Publication
IEEE Transactions on Audio, Speech and Language Processing
Paper

A difference of convex functions approach to large-scale log-linear model estimation

View publication

Abstract

We introduce a new class of parameter estimation methods for log-linear models. Our approach relies on the fact that minimizing a rational function of mixtures of exponentials is equivalent to minimizing a difference of convex functions. This allows us to construct convex auxiliary functions by applying the concave-convex procedure (CCCP). We consider a modification of CCCP where a proximal term is added (ProxCCCP), and extend it further by introducing an \ell-1 penalty. For solving the '{\rm convex}+\ell-1' auxiliary problem, we propose an approach called SeqGPSR that is based on sequential application of the GPSR procedure.

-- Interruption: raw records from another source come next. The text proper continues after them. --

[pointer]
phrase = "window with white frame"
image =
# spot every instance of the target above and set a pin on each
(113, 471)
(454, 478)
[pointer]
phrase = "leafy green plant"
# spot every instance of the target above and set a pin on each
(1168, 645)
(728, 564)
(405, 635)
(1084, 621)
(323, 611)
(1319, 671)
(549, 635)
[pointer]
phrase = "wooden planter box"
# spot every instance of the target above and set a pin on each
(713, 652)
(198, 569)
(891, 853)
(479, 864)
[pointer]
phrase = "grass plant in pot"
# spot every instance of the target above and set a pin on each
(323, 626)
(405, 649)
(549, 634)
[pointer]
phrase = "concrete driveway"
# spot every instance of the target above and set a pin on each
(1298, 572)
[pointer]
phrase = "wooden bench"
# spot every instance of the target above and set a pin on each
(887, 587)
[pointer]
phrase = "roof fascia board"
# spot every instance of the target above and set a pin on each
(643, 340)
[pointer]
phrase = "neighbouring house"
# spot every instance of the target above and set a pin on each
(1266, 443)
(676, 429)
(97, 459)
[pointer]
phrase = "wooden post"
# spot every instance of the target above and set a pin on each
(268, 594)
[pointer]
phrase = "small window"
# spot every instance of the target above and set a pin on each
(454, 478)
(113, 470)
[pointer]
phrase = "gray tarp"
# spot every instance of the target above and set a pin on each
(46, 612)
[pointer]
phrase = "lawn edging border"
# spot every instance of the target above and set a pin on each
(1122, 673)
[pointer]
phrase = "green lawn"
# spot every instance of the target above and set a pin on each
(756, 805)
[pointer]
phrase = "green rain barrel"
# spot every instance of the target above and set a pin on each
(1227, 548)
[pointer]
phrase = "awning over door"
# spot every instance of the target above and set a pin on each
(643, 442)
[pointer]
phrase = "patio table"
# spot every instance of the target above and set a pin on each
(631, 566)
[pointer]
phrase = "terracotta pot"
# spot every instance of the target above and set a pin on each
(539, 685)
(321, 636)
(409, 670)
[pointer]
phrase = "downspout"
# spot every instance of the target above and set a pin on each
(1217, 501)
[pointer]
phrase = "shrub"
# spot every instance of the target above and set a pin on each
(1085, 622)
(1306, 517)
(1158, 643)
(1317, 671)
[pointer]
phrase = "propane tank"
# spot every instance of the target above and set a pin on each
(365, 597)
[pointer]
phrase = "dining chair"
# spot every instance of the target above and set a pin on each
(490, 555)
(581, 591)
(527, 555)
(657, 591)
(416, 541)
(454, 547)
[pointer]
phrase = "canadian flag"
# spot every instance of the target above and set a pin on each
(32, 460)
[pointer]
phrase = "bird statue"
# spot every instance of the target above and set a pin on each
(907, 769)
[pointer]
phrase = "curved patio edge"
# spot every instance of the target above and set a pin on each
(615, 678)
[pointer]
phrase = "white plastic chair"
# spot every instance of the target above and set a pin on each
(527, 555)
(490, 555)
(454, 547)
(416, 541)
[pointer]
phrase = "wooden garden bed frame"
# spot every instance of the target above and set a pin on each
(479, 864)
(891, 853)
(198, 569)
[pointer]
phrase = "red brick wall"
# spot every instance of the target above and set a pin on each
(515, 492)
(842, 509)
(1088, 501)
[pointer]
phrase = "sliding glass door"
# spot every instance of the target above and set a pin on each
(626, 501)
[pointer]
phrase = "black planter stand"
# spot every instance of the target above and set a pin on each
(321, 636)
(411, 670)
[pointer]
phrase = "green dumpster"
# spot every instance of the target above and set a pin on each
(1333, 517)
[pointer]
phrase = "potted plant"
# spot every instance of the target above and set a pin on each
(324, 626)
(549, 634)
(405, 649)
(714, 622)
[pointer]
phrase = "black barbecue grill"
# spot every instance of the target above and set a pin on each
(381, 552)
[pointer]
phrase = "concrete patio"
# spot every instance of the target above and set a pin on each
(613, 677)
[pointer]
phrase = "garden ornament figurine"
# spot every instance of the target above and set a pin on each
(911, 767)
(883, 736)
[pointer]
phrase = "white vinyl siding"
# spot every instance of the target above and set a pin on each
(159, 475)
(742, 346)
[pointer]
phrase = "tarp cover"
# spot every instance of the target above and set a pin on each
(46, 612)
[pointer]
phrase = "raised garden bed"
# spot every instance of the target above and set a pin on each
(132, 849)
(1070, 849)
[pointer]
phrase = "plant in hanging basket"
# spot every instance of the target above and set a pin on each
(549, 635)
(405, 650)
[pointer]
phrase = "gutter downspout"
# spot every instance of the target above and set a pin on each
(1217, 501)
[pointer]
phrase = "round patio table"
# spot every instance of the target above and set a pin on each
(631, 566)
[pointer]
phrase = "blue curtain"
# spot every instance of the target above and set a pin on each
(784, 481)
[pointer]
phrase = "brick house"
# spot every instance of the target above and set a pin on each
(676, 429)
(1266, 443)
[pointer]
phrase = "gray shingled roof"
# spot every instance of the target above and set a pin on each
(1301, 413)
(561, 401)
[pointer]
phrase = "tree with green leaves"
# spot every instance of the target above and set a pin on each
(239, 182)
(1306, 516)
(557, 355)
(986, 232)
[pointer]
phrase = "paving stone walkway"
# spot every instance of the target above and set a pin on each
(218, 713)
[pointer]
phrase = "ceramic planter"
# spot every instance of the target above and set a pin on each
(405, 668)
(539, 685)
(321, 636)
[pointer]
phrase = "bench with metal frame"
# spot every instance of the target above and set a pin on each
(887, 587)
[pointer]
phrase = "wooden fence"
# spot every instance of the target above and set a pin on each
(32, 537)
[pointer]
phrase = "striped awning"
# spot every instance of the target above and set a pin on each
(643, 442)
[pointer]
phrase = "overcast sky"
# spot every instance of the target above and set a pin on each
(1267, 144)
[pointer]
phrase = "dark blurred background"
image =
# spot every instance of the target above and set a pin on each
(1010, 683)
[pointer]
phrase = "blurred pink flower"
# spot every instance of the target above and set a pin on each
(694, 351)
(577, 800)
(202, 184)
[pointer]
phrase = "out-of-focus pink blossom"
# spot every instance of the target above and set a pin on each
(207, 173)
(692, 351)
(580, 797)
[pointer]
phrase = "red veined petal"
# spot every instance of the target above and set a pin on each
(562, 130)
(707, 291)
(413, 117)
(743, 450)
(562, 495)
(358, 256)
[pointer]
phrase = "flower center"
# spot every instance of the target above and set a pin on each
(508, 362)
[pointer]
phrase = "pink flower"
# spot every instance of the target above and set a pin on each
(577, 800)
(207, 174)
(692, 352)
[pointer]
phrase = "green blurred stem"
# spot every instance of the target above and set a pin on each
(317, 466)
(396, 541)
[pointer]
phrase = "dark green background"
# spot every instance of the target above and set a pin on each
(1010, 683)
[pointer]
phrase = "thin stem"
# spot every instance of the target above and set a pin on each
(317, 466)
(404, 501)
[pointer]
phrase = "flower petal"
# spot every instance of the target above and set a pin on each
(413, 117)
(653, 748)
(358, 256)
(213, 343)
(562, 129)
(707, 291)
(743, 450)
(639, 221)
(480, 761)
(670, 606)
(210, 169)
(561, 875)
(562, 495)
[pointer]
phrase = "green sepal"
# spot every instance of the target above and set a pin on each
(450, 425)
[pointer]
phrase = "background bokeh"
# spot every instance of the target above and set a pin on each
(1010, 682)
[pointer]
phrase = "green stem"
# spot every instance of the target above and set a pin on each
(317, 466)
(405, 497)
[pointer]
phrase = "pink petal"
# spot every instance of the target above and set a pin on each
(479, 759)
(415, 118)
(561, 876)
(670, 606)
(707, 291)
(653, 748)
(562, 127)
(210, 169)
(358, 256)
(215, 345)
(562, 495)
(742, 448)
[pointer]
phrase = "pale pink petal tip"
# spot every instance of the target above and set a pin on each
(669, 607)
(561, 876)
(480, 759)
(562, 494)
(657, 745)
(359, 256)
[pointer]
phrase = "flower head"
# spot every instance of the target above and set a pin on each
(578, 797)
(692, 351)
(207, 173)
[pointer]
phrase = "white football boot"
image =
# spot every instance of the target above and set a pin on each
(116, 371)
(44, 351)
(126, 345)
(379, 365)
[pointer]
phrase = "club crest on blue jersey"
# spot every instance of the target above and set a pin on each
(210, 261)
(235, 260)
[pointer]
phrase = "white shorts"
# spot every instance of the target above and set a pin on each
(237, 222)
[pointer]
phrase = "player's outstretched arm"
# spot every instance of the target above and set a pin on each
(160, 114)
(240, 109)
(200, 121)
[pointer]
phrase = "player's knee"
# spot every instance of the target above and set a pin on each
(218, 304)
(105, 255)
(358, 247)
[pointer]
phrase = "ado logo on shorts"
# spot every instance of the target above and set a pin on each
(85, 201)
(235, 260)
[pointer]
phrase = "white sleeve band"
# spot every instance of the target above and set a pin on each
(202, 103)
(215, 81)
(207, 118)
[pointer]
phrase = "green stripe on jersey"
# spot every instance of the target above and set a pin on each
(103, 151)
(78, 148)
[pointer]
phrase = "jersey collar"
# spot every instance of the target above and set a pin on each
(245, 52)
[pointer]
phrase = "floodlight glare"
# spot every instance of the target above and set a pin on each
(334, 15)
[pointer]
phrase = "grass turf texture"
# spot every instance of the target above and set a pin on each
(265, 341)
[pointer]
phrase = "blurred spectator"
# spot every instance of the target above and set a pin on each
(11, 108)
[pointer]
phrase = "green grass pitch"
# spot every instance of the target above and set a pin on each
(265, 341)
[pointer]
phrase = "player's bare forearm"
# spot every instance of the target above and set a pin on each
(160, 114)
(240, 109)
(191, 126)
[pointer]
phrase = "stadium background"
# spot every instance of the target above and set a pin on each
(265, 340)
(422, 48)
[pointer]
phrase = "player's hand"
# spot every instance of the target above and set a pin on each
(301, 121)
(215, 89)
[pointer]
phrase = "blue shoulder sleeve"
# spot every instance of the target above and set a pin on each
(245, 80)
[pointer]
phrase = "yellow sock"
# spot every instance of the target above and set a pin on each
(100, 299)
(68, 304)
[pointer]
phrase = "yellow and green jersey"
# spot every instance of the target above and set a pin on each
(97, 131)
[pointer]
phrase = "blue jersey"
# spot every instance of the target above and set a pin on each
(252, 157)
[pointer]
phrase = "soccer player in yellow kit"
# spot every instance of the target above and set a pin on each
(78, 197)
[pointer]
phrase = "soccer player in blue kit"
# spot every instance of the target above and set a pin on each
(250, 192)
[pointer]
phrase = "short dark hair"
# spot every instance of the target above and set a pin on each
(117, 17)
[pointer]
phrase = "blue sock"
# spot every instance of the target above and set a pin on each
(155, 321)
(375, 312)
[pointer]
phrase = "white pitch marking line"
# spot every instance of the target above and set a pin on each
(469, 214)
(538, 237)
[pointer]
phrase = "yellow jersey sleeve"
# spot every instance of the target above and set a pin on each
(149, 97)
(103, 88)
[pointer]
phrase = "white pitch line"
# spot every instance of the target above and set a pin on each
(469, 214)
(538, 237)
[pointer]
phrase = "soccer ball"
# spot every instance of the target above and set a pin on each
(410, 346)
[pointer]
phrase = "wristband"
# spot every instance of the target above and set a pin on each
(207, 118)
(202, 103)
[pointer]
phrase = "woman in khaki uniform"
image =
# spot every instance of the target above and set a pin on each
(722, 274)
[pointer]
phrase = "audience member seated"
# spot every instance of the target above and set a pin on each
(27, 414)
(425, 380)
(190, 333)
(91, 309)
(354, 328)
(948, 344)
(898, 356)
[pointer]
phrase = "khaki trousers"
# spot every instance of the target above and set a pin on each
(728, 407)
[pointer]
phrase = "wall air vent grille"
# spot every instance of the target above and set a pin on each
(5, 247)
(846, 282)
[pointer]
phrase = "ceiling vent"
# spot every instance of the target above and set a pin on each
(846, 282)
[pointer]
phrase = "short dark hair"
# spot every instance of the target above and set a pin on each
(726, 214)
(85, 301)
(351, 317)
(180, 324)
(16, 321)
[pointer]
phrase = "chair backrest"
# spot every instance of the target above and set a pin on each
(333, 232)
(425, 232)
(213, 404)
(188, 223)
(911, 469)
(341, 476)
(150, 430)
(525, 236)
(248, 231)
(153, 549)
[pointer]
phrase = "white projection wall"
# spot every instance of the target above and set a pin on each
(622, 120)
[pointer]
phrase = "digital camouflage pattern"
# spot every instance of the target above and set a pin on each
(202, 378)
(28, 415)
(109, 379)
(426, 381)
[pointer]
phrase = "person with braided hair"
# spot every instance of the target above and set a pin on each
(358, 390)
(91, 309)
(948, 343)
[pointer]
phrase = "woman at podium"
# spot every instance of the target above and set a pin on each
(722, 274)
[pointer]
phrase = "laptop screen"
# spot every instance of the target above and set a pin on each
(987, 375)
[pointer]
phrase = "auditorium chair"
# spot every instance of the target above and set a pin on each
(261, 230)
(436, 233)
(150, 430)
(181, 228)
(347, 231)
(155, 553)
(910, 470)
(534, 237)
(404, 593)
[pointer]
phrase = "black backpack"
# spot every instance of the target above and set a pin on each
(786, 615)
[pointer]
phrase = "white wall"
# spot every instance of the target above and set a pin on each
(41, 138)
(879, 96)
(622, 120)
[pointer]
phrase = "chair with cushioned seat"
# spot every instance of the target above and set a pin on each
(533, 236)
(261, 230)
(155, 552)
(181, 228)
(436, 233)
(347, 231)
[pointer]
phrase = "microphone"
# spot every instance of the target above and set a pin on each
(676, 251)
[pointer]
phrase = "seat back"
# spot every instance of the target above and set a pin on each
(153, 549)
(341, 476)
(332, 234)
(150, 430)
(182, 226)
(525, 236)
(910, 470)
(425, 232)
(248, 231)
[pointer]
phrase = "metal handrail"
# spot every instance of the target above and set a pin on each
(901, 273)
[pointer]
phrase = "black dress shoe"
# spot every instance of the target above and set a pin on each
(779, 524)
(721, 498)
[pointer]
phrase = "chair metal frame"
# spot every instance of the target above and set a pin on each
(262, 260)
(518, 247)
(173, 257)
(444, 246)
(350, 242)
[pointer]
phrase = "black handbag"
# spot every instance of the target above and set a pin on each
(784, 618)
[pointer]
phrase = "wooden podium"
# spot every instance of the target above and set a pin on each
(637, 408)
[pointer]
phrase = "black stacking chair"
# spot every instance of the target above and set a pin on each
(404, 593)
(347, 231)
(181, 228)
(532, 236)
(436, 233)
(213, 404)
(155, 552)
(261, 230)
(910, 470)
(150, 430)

We present convergence analysis of the algorithms, including sufficient conditions for convergence to a critical point of the objective function. We propose an adaptive procedure for varying the strength of the proximal regularization term in each ProxCCCP iteration, and show this procedure (AProxCCCP) is effective in practice and stable under some mild conditions. The CCCP procedure and proposed variants are applied to the task of optimizing the cross-entropy objective function for an audio frame classification problem. Class posteriors are modeled using log-linear models consisting of approximately 6 million parameters. Our results show that CCCP variants achieve a much better cross-entropy objective value as compared to direct optimization of the objective function by a first order gradient based approach, stochastic gradient descent or the L-BFGS procedure. © 2006-2012 IEEE.